Maybe one day I'll make a proper video detailing my pin making process but for now I'll mention the basics for anyone interested.

  • Once I have a design drawn out, I scan and resize it. This way I can print it on a sheet of card stock and use it as a stencil to guide my x-acto knife.

  • When I roll out the clay I place chopsticks on each side to keep the clay an even thickness, roughly 1/4 inch thick. (Click here to see how I use the same method to make clay Christmas ornaments.)

  • I lay the paper stencil on the clay and carefully cut around it with my knife, being sure to keep the knife pointed straight up and down as I cut. This prevents slanted sides on the pins.

  • I use polymer clay which needs to be baked. You can use a traditional oven but I actually like using my Instant Pot air fryer because I rarely get brown spots on my clay. I bake my pieces at 265° for 1 hour.

  • When the clay is cool I will use acetate and q-tips to remove any imperfections from the surface of the clay. Polymer clay becomes a hard plastic once it is baked.

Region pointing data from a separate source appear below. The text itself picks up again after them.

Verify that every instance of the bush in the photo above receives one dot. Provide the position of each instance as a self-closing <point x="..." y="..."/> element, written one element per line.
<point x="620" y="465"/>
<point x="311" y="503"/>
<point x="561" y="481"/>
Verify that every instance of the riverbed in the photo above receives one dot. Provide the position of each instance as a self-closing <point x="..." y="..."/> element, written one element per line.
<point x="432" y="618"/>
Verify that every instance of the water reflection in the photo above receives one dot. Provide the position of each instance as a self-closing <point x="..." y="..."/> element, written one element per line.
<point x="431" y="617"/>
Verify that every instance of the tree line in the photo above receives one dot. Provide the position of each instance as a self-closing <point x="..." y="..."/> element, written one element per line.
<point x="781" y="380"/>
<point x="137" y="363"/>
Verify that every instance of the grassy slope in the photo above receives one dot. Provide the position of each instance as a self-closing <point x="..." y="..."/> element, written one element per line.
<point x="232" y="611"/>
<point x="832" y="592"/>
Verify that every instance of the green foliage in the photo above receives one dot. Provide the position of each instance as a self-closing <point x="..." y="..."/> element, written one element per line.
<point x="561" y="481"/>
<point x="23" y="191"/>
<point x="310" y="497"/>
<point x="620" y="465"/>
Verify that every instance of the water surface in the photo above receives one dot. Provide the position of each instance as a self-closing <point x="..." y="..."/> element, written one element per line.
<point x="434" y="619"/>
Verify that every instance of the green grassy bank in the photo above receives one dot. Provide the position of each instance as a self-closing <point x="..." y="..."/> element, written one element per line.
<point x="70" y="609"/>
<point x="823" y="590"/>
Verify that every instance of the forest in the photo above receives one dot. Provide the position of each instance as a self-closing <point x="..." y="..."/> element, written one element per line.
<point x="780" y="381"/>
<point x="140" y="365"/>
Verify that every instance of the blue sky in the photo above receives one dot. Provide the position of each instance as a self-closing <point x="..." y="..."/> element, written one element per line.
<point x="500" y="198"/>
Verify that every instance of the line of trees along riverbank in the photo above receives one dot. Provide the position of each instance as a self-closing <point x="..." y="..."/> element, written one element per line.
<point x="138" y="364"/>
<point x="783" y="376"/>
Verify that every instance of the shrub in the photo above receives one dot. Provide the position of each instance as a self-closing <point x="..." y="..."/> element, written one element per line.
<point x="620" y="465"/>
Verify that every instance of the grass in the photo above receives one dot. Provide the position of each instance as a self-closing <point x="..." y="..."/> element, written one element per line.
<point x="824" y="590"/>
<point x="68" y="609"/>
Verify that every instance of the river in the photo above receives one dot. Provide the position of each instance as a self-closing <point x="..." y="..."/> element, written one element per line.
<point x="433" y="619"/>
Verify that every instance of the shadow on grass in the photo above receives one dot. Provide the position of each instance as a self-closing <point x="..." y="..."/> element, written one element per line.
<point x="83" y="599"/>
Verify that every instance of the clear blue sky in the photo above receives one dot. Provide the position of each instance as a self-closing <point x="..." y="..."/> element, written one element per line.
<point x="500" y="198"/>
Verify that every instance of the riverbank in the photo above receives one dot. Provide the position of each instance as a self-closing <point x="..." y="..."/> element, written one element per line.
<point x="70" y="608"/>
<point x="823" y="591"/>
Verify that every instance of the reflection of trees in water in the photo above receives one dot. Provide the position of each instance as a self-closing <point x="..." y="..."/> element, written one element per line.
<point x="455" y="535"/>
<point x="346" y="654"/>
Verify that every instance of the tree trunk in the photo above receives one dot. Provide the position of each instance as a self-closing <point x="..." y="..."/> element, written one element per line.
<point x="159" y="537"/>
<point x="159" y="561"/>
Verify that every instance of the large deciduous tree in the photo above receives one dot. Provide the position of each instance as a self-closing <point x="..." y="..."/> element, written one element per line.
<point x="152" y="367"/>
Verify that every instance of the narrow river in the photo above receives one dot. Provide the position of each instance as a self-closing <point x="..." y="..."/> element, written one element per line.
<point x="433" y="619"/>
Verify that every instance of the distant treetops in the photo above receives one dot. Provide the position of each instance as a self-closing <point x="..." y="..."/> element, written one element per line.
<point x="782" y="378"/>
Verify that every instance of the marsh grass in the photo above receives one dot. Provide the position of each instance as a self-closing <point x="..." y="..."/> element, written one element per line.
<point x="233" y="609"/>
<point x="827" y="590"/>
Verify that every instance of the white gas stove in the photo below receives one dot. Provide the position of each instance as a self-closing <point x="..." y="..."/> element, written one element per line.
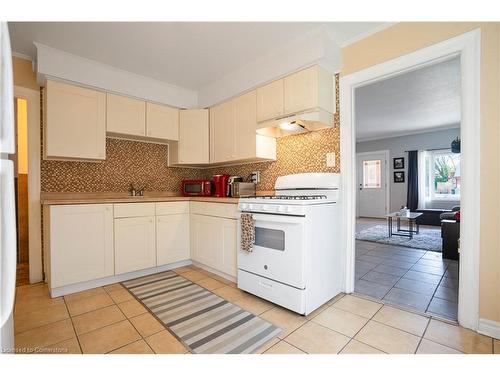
<point x="295" y="260"/>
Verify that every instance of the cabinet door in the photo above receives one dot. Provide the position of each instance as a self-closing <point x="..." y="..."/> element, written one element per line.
<point x="301" y="90"/>
<point x="245" y="125"/>
<point x="193" y="136"/>
<point x="227" y="241"/>
<point x="172" y="238"/>
<point x="162" y="122"/>
<point x="221" y="132"/>
<point x="126" y="115"/>
<point x="75" y="122"/>
<point x="80" y="243"/>
<point x="204" y="241"/>
<point x="270" y="100"/>
<point x="134" y="244"/>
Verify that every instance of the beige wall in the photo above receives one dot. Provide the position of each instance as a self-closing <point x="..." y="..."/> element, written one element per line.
<point x="23" y="74"/>
<point x="404" y="38"/>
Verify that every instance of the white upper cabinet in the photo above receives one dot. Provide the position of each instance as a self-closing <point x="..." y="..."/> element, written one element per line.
<point x="222" y="132"/>
<point x="309" y="88"/>
<point x="193" y="146"/>
<point x="233" y="137"/>
<point x="270" y="101"/>
<point x="126" y="116"/>
<point x="75" y="122"/>
<point x="245" y="126"/>
<point x="162" y="122"/>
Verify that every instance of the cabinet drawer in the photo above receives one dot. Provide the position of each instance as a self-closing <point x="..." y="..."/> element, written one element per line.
<point x="228" y="210"/>
<point x="171" y="208"/>
<point x="133" y="209"/>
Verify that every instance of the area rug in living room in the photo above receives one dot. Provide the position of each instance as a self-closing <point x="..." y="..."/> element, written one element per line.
<point x="204" y="322"/>
<point x="426" y="239"/>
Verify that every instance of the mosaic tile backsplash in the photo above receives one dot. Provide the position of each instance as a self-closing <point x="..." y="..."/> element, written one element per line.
<point x="146" y="163"/>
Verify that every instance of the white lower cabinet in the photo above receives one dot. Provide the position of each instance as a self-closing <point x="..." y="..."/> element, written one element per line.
<point x="135" y="247"/>
<point x="86" y="242"/>
<point x="172" y="238"/>
<point x="213" y="242"/>
<point x="227" y="243"/>
<point x="81" y="243"/>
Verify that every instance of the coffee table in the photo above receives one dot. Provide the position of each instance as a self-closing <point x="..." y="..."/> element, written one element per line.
<point x="413" y="227"/>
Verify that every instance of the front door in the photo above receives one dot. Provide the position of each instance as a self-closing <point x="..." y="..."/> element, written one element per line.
<point x="372" y="184"/>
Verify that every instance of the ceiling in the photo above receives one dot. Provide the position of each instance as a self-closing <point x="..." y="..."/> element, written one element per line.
<point x="191" y="55"/>
<point x="422" y="100"/>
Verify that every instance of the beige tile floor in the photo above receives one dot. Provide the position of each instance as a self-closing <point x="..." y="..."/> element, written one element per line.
<point x="110" y="320"/>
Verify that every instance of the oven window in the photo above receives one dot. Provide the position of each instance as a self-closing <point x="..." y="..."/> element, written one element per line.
<point x="270" y="238"/>
<point x="192" y="188"/>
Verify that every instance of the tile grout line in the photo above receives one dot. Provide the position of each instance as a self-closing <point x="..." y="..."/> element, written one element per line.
<point x="422" y="337"/>
<point x="73" y="326"/>
<point x="132" y="324"/>
<point x="421" y="257"/>
<point x="364" y="325"/>
<point x="437" y="287"/>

By gently rubbing acetate on the surface the plastic will soften, pushing down those annoying bubbles and removing any dust, hair, or fingerprints.

  • The most exhausting part of the whole process for me is sanding down the sides of each and every pin. Due to some tendon inflammation in my hands and wrists I find it easier to use a mini rotary tool like this one. Sanding creates a lot of dust and that dust is plastic particulate so it is VERY important to do this in a sanding box or outside. And even if you go outside please WEAR A MASK! Plastic does not belong in your lungs and this dust will find its way there.

  • I wipe any loose dust off the pins and glue the butterfly pin clasps to the back of each pin. Depending on the size and shape of the pins some designs may require two clasps per pin.
    I've seen other people recommend using E6000 glue but that stuff did not work for me at all. Good old super glue has given me the best results.

  • Once the glue is dried I will poke the pins into small pieces of scrap foam core board which creates a sturdy base that will keep the pins sitting level and allows me to firmly hold the pins while painting.

How I transfer the design onto each pin.

  • I trace the design from the paper stencils onto a small piece of tracing paper. I draw this with an ink pen to prevent smearing when rubbed.

  • Then I flip the tracing paper over and trace the flipped image with a pencil.

  • I carefully position the paper right side up onto the face of the pin.

  • Using my fingernail or a small tool I gently rub over the pencil lines, pressing them onto the surface of the pin. I'll carefully lift up corners of the paper to see if the lines have transferred properly. If I missed a spot I can lay the corner back down and give it some extra rubbing.

  • When the tracing paper is removed the line work is visible on the face of the pin

Adding colors and detail.

  • I like to paint my pins with acrylic gouache and FW acrylic ink for details.

  • I prefer premixing most of the colors I'll be needing for a batch of pins. I like to use these little containers to mix and store the paint.

  • Once I have the pins painted I'll add line work and extra details with a fine tipped paint brush, colored pencils or a dip pen.

  • The last step is adding UV resign on the sides, back and front of each pin. This really adds that professional touch that gives the pins extra durability and protection, as well as a beautiful shine.